>“We will painlessly laser-drill the holes into the skull, place the threads, plug the hole with the sensor, and then you go home,” he says. “It’ll basically be an experience like getting Lasik.”
Maybe I've read a bit too much cyberpunk lore in my day, but this sounds incredibly ambitious. Can't wait for the livestream to start!
As someone who had a magnet inserted and eventually removed from a finger: wait for the 2nd or 3rd revision.
The first versions of the magnet implants had an unnerving tendency to shatter or have their neutral coating breach. And we're talking about the brain here - any damage caused by implanted devices may not be nearly as obvious as an exploded finger. I never miss an opportunity to trot out this quote from Alpha Centauri:
>I think, and my thoughts cross the barrier into the synapses of the machine - just as the good doctor intended. But what I cannot shake, and what hints at things to come, is that thoughts cross back. In my dreams the sensibility of the machine invades the periphery of my consciousness. Dark. Rigid. Cold. Alien. Evolution is at work here, but just what is evolving remains to be seen.
If I think about how omnipresent computers and data are in my life now, I wonder how much we can use that as a starting point for what some of that evolution might look like.
For example...
- I find myself trying to memorize fewer things if I can easily reference them digitally later
- My expectations for having answers at my fingertips has grown such that not having internet or cell service causes anxiety
- My communication is increasingly in a pure visual format, condensing complex ideas, concepts, emotions etc. to a pic or gif. Further, my concept of a photo has bifurcated into more permanent photos I care about, and more ephemeral "pics" that get forgotten about. TBD whether I'd say my overall communication throughout speed has increased
- Phantom phone vibrations when I don't have my device on me
- Shortened attention span due to the wealth of data immediately available, but also many notifications vying for my attention
- A tendency to avoid situations where I'd be without electricity long term
- The ability to enjoy virtual experiences in a way that delivers some of the enjoyment of in-person experiences (think socializing in online games)
Maybe a composite ring with a magnet in it might have a larger market. In the same way ctrl-labs might give you an early-adopter heads-up (although it would be one-way communication)
Simple and painless operation does not mean operation without risks. Even small microsurgery into the brain has infection risk. If successful, Neurallink will be used only for patients in cases where benefits outweigh the risks.
You can start thinking about brain augmentation for non-medical reasons after the technology has been used for decade or so and all the side effects and risks have been minimized.
Their machine is really impressive. I think for a medical device a needle has a great advantage from the safety perspective. You can make a needle that will never penetrate too deep into the brain because it is physically too short. Not so much for a laser capable of burning through skin which, if there is a bug in the controller would burn through the soft tissue in a matter of seconds.
One reason I can think of: a 99 cent one off of alibaba might deliver a 100 volt jolt directly to a device that is electrically connected to your brain, killing you instantly.
I'm all for universal standards, but this really does seem like a case where the connection should be a clean sheet (maybe even proprietary) design where safety parameters can be tightly controlled. My guess is that they're using USB during the development phase for ease of development (they probably just haven't spent the time on making a different connector yet). I would be very surprised to see this actually go to market with a USB-C port. Given the notorious issues with USB-C cables, I would be surprised if the FDA even approved a device with a user-accessible USB-C port.
Researchers typically use what's easily available, cheap and well understood.

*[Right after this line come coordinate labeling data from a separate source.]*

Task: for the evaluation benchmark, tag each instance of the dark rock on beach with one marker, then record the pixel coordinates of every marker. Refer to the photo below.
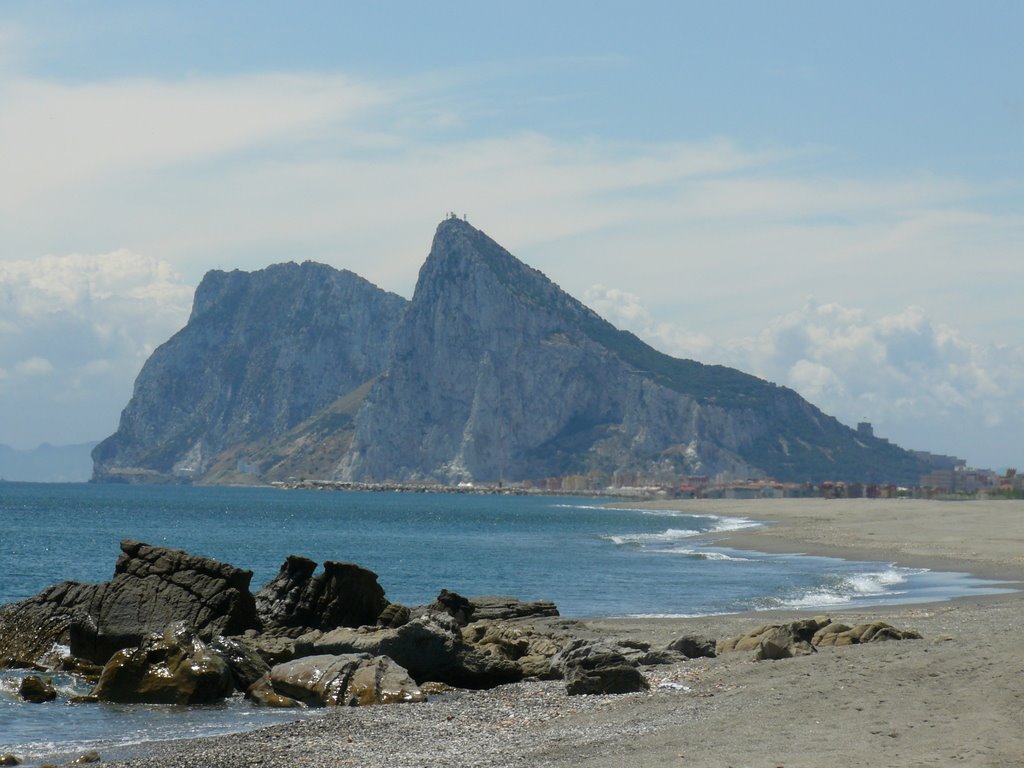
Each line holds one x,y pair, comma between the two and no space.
36,690
352,679
430,646
774,641
872,632
342,595
30,630
243,658
489,607
523,645
173,668
594,668
152,587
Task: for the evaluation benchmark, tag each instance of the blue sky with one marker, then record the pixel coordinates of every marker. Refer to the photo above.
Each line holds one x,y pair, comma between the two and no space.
827,196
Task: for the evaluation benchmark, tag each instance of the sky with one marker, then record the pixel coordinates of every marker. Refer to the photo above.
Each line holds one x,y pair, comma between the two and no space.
829,196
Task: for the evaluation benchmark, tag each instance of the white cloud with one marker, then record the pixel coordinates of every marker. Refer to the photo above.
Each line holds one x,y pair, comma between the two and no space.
74,332
694,242
34,367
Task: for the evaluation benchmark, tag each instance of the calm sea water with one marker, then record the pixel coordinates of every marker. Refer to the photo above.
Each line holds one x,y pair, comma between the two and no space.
592,560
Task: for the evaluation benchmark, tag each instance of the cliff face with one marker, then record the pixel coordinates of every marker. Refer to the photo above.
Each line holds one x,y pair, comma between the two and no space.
498,375
491,373
262,352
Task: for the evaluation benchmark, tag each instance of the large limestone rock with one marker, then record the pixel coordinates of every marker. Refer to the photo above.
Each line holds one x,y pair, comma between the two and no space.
262,352
342,595
152,587
523,645
353,679
588,668
173,668
498,374
871,632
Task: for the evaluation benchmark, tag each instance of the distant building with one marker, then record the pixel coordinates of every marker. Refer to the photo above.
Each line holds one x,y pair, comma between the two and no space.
960,480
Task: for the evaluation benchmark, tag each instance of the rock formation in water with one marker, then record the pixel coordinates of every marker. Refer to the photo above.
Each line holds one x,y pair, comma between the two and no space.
491,373
261,352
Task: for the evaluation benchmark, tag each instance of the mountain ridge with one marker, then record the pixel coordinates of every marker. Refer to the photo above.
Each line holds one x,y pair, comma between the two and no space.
493,373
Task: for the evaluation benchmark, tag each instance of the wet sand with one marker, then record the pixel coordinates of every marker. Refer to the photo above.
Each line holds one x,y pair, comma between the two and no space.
954,697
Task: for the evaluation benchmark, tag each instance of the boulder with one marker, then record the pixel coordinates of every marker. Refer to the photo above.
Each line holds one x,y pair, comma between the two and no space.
430,647
455,605
173,668
351,679
774,641
154,587
873,632
33,630
36,690
522,645
272,647
342,595
488,607
243,659
82,668
261,693
593,668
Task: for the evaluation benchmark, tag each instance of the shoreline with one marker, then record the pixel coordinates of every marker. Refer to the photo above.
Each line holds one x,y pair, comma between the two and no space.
956,695
984,539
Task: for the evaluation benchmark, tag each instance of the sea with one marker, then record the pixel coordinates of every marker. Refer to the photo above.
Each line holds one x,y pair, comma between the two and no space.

Back in the day it was serial connectors. It's just a bog-standard connector.
A mature product may well use a proprietary connector that isolates against brain-zapping, has better shielding, has no snap-off parts, etc.
Full speed USB-C allows for high-bandwidth and easy to plug in. It's a pretty good connector if you don't need severe weather resistance.
Using off the shelf hardware saves time for the scientists to develop more meaningful parts of the system.
Using off the shelf hardware makes it seem a little less hacky than if they were running a bunch of jumper wires off a DB-25 connector from an old printer.
However while it's accepted in regional spoken US English, it's not accepted in written English, even US English.
As for evolution, language does indeed evolve but only when changes are accepted by a significant number of speakers. No matter how much you wish it, you can't simply start forcing a linguistic change on society without society agreeing. If you start to spell "agree" as "agrii" for example, nearly all English speakers will (rightly) tell you that you're wrong, you can't just respond to them with "language evolves". "On accident" is still rare enough that we have a choice to reject it and that's the choice I'm making.
Also, remember that there are non-Americans on this site (I'm one of them). To us, this is simply incorrect. We don't have exposure to this kind of US English in most of the American media we consume (TV, movies etc.).